Pemkot Blitar tidak ingin realisasi program strategis tersebut berjalan sekadarnya.

Monitoring dan evaluasi dilakukan secara berkala karena pelaksanaan PSN di daerah juga menjadi bagian dari penilaian pemerintah pusat.

Baca Juga: Angin Kencang Kota Blitar Mengintai, Kecepatan Tembus 48 Km/Jam, Warga Diminta Waspada

Kepala Badan Perencanaan Pembangunan, Riset, dan Inovasi Daerah (Bapperida) Kota Blitar, Widodo Sapto Johannes, mengatakan pelaksanaan PSN terus mendapatkan monitoring dan evaluasi dari pemerintah pusat.

Hasil evaluasi hingga paruh tahun menunjukkan progres pelaksanaan PSN di Kota Blitar berada pada tren positif.
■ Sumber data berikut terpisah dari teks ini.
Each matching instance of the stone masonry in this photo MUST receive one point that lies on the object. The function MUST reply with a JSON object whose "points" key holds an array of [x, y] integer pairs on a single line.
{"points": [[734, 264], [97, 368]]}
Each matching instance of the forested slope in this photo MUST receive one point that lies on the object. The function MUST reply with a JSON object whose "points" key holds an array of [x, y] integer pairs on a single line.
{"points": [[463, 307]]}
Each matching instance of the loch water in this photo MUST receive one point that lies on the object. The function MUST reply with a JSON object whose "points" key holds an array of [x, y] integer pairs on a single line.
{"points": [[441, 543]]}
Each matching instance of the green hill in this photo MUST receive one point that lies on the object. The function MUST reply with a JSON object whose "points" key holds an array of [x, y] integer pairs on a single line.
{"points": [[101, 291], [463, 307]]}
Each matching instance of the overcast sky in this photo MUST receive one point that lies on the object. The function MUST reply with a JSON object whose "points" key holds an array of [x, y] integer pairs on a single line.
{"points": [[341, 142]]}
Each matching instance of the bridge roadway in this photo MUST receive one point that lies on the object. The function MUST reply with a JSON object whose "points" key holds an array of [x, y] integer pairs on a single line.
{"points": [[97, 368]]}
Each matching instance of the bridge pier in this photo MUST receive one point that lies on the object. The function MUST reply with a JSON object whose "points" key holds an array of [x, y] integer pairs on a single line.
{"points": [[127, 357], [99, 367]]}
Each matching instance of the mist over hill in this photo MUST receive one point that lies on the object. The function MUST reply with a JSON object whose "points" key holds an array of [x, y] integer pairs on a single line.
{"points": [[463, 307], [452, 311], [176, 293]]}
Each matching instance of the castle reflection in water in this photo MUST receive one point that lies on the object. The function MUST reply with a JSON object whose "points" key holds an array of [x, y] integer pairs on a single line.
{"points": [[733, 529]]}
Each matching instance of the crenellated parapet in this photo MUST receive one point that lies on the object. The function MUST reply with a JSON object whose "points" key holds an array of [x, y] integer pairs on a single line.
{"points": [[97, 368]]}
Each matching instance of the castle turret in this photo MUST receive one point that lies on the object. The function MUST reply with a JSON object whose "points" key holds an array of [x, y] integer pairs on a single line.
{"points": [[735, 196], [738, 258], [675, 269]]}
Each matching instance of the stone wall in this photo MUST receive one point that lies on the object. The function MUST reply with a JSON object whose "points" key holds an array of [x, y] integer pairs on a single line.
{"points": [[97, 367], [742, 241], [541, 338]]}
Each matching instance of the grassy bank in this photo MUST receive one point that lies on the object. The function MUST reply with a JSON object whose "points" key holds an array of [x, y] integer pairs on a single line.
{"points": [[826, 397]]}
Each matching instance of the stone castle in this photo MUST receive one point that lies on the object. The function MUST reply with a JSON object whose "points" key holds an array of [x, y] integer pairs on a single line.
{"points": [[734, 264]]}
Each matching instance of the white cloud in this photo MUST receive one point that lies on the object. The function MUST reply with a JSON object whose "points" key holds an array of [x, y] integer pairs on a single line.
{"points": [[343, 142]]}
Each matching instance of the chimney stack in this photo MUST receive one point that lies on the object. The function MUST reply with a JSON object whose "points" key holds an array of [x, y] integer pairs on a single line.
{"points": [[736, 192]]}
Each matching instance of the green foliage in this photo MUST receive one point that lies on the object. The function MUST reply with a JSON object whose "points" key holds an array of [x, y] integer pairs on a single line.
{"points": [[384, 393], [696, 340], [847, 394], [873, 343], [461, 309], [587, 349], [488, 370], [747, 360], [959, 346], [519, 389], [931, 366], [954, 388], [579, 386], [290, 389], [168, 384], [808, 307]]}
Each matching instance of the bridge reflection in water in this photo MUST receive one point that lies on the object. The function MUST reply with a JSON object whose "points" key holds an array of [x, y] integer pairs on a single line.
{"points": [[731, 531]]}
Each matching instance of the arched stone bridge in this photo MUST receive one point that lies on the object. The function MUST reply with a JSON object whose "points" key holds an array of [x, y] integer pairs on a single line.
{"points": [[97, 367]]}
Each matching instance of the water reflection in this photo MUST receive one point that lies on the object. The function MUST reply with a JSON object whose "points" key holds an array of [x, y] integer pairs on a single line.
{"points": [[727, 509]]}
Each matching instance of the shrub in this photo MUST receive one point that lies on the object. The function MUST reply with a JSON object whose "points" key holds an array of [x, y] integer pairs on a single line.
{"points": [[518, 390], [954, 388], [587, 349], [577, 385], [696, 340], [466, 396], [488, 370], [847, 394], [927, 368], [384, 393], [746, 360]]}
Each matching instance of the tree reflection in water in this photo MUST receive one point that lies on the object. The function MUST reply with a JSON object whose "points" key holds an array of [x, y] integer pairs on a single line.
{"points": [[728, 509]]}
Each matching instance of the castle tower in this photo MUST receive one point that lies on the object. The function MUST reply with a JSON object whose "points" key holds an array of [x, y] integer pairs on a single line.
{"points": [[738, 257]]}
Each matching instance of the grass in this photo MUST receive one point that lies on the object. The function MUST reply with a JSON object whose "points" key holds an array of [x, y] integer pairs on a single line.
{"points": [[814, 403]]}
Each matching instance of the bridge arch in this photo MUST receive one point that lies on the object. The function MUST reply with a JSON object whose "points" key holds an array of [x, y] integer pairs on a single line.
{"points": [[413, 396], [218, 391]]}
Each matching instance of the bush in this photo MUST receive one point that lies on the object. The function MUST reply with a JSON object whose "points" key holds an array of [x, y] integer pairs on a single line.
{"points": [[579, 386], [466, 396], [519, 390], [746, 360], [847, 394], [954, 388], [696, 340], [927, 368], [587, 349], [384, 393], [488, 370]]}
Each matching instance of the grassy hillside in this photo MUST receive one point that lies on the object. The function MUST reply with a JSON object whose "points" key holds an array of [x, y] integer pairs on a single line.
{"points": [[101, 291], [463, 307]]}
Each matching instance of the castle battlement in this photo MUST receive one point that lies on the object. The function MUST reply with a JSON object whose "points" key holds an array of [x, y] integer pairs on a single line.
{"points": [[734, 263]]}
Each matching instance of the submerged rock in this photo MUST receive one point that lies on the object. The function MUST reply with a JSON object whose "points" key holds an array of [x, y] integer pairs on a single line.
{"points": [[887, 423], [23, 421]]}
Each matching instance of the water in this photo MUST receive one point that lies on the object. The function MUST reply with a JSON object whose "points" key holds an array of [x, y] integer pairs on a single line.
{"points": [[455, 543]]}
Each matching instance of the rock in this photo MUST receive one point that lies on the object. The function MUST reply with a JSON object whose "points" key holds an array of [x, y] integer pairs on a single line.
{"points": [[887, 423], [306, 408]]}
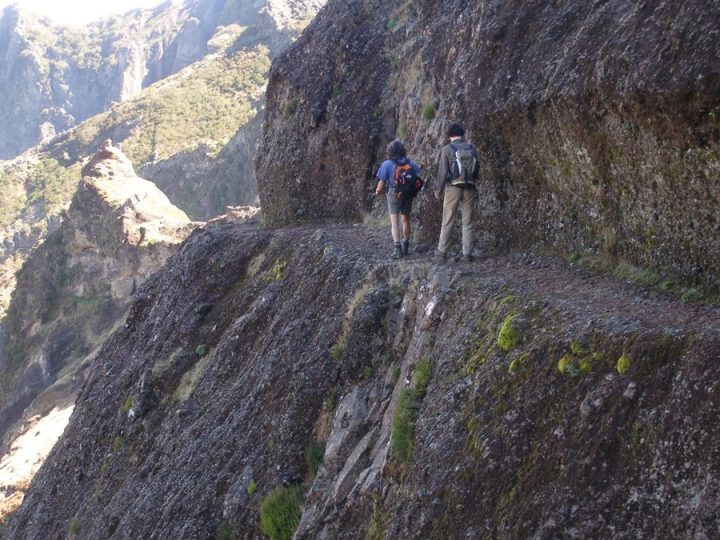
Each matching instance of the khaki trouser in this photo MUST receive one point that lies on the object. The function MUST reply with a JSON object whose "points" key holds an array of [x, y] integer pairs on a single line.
{"points": [[465, 199]]}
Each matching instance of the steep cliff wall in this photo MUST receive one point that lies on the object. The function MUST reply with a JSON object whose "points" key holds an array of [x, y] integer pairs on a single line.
{"points": [[598, 121], [513, 397], [76, 287]]}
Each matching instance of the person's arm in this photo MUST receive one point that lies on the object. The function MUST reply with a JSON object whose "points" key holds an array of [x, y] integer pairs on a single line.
{"points": [[381, 176], [442, 172], [380, 187], [476, 172]]}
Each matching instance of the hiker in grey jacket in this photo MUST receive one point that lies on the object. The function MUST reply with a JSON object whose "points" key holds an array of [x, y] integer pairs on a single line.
{"points": [[457, 176]]}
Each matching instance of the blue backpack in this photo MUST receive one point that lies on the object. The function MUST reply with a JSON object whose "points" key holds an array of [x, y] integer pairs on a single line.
{"points": [[407, 182]]}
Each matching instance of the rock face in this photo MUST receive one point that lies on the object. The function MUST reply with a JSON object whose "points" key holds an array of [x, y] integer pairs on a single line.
{"points": [[598, 122], [77, 286], [454, 401], [52, 78]]}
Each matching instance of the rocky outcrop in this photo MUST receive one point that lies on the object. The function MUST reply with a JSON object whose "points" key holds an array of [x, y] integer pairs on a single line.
{"points": [[597, 121], [455, 401], [75, 288]]}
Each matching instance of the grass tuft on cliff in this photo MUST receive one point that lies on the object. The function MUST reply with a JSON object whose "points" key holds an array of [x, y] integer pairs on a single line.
{"points": [[280, 512]]}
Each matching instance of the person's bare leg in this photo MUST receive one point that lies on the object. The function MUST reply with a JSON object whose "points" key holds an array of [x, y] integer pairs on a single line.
{"points": [[395, 227], [406, 226]]}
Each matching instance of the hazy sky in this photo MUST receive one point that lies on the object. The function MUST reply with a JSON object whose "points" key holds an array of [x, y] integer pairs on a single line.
{"points": [[79, 12]]}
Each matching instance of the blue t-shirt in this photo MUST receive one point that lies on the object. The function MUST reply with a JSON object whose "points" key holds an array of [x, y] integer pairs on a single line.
{"points": [[387, 170]]}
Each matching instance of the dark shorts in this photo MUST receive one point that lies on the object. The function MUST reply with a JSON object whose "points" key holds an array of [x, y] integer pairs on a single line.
{"points": [[403, 206]]}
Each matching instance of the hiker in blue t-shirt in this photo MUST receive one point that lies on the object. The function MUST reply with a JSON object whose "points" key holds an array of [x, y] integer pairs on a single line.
{"points": [[397, 158]]}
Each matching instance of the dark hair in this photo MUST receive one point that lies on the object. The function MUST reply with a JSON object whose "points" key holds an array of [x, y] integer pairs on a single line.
{"points": [[396, 150], [455, 130]]}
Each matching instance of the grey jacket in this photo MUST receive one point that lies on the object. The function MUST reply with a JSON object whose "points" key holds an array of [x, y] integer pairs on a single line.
{"points": [[447, 158]]}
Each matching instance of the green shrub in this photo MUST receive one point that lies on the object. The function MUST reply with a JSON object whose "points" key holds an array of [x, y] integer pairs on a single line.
{"points": [[623, 364], [280, 512], [403, 428], [421, 377], [314, 454], [509, 336], [225, 531]]}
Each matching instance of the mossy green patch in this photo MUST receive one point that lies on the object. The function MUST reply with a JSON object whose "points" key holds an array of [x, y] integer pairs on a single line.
{"points": [[623, 363], [563, 363], [280, 512], [429, 111], [277, 272], [509, 335], [421, 377], [403, 427]]}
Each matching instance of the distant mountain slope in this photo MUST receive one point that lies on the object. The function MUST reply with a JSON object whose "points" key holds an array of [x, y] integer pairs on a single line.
{"points": [[194, 133], [52, 77]]}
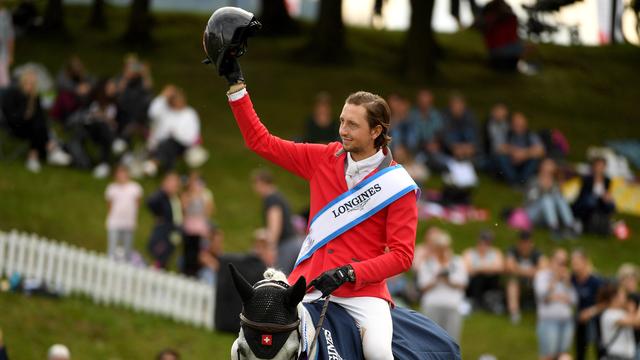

Nilai kinerja program strategis tersebut mencapai 82,3 persen.

Penilaian itu mencakup sejumlah sektor yang berkaitan langsung dengan kebutuhan masyarakat. Mulai dari pengentasan kemiskinan, ketahanan pangan, kesehatan, perluasan akses pendidikan, hingga dukungan terhadap pertumbuhan ekonomi daerah.

Baca Juga: Migran Care : Pengawasan Lemah Pekerja Migran Kabupaten Blitar, Rentan Terjebak Informasi Palsu

Widodo menilai capaian tersebut cukup bagus. Meski demikian, Pemkot Blitar masih akan terus meningkatkan realisasi program agar hasil evaluasi berikutnya semakin optimal.

“Dengan nilai yang telah dicapai tersebut, termasuk bagus progresnya dan akan terus ditingkatkan,” tegas Widodo.

Dalam pengentasan kemiskinan, Pemkot Blitar merealisasikan program penggabungan Sekolah Rakyat (SR) sekaligus mendukung kebijakan pembangunan tiga juta rumah.

Sementara untuk memperkuat ketahanan pangan, pemkot berfokus pada penyaluran cadangan beras pemerintah. Pelaksanaannya dilakukan melalui sinergi dengan Perum Bulog untuk memantau kecukupan kebutuhan pangan masyarakat.

Pemkot juga mengoptimalkan bantuan yang sebelumnya diberikan Badan Pangan Nasional (Bapanas).

Sektor kesehatan menjadi salah satu catatan positif dalam capaian PSN Kota Blitar. Pemkot mencatatkan Universal Health Coverage (UHC) sebesar 100,31 persen.

Baca Juga: Jurnalis Hilang Kontak Saat Liputan Erupsi Anak Krakatau, Wartawan Blitar Gelar Doa Bersama

Capaian tersebut menjadi bagian dari indikator kinerja dalam pelaksanaan program strategis di daerah.

Di bidang pendidikan, Pemkot Blitar secara konsisten melakukan rehabilitasi sarana dan prasarana pendidikan setiap tahun. Perbaikan menyasar jenjang SD dan SMP.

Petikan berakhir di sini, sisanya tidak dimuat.